JU fordert: Räumungsarbeiten nicht behindern.

Kerpen. Vertreter der Jungen Union NRW (JU) haben sich heute über die Räumungsarbeiten im Hambacher Forst informiert und den Sicherheitskräften für ihren Einsatz gedankt: „Wir haben bei der heutigen Lagebesprechung vor Ort im Hambacher Forst festgestellt, dass die Einsatzkräfte behutsam, aber mit dem nötigen Nachdruck Recht durchsetzen und Sicherheit herstellen.

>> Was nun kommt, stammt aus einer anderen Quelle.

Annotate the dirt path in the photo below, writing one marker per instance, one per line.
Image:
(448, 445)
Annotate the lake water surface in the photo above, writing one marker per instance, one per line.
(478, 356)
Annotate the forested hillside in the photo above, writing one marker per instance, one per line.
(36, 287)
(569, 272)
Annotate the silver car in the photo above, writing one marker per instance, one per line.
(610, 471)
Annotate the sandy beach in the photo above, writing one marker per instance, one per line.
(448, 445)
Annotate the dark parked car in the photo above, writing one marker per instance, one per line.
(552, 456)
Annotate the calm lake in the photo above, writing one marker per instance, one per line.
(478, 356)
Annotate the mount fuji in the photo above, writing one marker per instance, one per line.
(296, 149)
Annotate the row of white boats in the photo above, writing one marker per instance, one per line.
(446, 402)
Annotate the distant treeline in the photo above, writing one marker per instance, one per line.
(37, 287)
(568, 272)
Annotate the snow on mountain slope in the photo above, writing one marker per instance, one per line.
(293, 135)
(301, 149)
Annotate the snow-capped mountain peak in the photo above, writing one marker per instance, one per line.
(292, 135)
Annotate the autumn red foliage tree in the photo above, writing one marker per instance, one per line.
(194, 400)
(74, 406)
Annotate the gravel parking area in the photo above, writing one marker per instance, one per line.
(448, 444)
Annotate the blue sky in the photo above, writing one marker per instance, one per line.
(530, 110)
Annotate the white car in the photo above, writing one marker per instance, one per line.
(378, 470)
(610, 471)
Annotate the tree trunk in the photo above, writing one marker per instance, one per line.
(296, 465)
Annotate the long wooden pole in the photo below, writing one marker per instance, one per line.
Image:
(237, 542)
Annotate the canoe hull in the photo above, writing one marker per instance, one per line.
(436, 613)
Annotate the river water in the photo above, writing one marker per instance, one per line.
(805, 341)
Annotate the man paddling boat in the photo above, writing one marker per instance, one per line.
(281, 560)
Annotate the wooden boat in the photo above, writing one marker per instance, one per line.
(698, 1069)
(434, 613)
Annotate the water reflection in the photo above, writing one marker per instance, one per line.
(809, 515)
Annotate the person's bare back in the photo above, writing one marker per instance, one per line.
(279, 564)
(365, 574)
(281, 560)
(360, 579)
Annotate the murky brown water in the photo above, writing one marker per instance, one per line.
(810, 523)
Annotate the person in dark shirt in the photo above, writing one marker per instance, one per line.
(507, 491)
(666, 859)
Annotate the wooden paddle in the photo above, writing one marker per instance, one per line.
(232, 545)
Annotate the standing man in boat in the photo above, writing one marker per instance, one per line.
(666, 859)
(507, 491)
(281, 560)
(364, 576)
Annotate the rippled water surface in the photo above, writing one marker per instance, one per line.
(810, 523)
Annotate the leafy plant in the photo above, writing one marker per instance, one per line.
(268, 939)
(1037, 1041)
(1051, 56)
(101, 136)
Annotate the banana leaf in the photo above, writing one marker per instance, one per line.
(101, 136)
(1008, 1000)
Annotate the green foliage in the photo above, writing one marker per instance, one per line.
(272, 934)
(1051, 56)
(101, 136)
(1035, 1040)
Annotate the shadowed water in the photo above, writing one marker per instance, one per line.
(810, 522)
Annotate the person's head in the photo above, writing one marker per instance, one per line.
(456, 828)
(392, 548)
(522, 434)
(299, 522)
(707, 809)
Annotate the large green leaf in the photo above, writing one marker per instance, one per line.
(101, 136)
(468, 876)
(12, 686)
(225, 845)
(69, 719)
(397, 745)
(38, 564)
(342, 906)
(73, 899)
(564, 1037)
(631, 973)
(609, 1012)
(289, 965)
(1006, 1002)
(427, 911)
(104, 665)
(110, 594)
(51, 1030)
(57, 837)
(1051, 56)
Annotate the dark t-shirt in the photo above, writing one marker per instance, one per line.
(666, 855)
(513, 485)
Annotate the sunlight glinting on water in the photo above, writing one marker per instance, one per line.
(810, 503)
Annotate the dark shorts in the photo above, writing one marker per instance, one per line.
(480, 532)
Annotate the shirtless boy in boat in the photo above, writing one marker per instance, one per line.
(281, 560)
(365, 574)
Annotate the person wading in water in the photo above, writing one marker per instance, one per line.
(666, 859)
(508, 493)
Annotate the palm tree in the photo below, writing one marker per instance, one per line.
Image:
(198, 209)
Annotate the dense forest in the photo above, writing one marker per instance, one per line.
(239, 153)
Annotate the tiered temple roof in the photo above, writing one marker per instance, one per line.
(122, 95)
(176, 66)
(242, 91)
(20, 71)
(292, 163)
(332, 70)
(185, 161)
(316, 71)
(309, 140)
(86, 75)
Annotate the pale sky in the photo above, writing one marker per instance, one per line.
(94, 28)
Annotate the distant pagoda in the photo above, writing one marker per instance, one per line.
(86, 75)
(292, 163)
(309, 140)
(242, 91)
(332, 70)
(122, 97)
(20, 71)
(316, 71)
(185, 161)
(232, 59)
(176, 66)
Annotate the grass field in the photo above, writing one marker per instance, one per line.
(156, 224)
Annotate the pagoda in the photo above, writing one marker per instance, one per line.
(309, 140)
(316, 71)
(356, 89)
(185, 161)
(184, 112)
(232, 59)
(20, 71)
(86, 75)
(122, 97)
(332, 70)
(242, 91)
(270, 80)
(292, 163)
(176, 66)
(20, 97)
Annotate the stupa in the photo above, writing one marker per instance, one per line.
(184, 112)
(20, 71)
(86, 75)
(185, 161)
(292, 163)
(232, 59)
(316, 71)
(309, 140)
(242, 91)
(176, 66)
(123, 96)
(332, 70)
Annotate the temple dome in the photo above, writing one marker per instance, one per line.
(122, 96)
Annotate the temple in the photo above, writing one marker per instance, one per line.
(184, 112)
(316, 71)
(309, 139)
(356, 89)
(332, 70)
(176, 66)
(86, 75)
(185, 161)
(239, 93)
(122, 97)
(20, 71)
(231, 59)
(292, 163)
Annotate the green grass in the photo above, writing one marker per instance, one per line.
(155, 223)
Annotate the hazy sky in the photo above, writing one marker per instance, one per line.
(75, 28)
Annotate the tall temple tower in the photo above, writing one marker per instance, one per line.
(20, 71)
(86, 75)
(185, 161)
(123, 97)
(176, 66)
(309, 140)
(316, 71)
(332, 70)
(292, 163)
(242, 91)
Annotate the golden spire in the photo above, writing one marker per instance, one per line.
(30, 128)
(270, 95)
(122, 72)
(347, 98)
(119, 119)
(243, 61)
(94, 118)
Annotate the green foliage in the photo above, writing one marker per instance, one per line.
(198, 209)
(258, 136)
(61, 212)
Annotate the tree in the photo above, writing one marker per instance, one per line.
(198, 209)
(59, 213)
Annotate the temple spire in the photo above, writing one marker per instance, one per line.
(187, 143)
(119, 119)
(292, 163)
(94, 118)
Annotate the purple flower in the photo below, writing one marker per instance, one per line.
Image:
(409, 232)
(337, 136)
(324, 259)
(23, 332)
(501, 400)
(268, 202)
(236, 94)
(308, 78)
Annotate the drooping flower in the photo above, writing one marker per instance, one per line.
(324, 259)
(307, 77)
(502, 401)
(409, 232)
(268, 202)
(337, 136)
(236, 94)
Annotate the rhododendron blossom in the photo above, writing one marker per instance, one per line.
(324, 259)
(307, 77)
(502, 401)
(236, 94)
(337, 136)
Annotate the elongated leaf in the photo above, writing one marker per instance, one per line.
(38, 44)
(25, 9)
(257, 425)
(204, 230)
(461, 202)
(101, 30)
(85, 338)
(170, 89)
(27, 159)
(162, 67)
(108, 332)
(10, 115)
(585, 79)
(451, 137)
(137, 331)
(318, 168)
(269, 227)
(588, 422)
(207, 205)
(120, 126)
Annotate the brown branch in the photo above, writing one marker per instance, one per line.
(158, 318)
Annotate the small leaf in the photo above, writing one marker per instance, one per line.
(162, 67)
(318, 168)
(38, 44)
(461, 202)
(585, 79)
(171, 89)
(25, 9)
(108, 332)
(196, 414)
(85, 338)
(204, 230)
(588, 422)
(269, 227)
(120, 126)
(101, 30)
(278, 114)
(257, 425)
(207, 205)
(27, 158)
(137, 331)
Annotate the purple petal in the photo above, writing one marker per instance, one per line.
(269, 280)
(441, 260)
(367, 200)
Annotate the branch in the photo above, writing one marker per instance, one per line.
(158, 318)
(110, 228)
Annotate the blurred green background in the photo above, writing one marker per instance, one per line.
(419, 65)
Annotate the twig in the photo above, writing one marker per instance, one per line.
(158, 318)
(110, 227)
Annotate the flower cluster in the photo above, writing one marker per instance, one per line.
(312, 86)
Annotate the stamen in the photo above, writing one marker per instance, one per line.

Wir danken den Polizeibeamten, kommunalen Ordnungsbehörden und Rettungskräften ausdrücklich für ihren Einsatz für unseren Rechtsstaat“, sagt Florian Braun MdL, Landesvorsitzender der JU.

Seit zwei Wochen werden die Hütten der illegalen Waldbesetzer mit Hilfe der Polizei entfernt. Im Zuge der Räumung kommt es immer wieder zu Ausschreitungen seitens der Aktivisten, die die Polizei tätlich angreifen, lebensgefährliche Fallen aufstellen und mit Exkrementen bewerfen. Schon am Wochenende machte die Landestagung der JU in der Bochumer Erklärung deutlich, dass sie Gewalt niemals als Mittel der politischen Auseinandersetzung akzeptieren werde: „Die Brutalität, mit der hier gegen die Beamten vorgegangen wird, macht uns fassungslos. Wer Straftaten begeht, ist kein Öko-Aktivist, sondern kriminell und muss sich vor Gericht dafür verantworten“, ergänzt der innenpolitische Sprecher der JU, Thomas Jüngst.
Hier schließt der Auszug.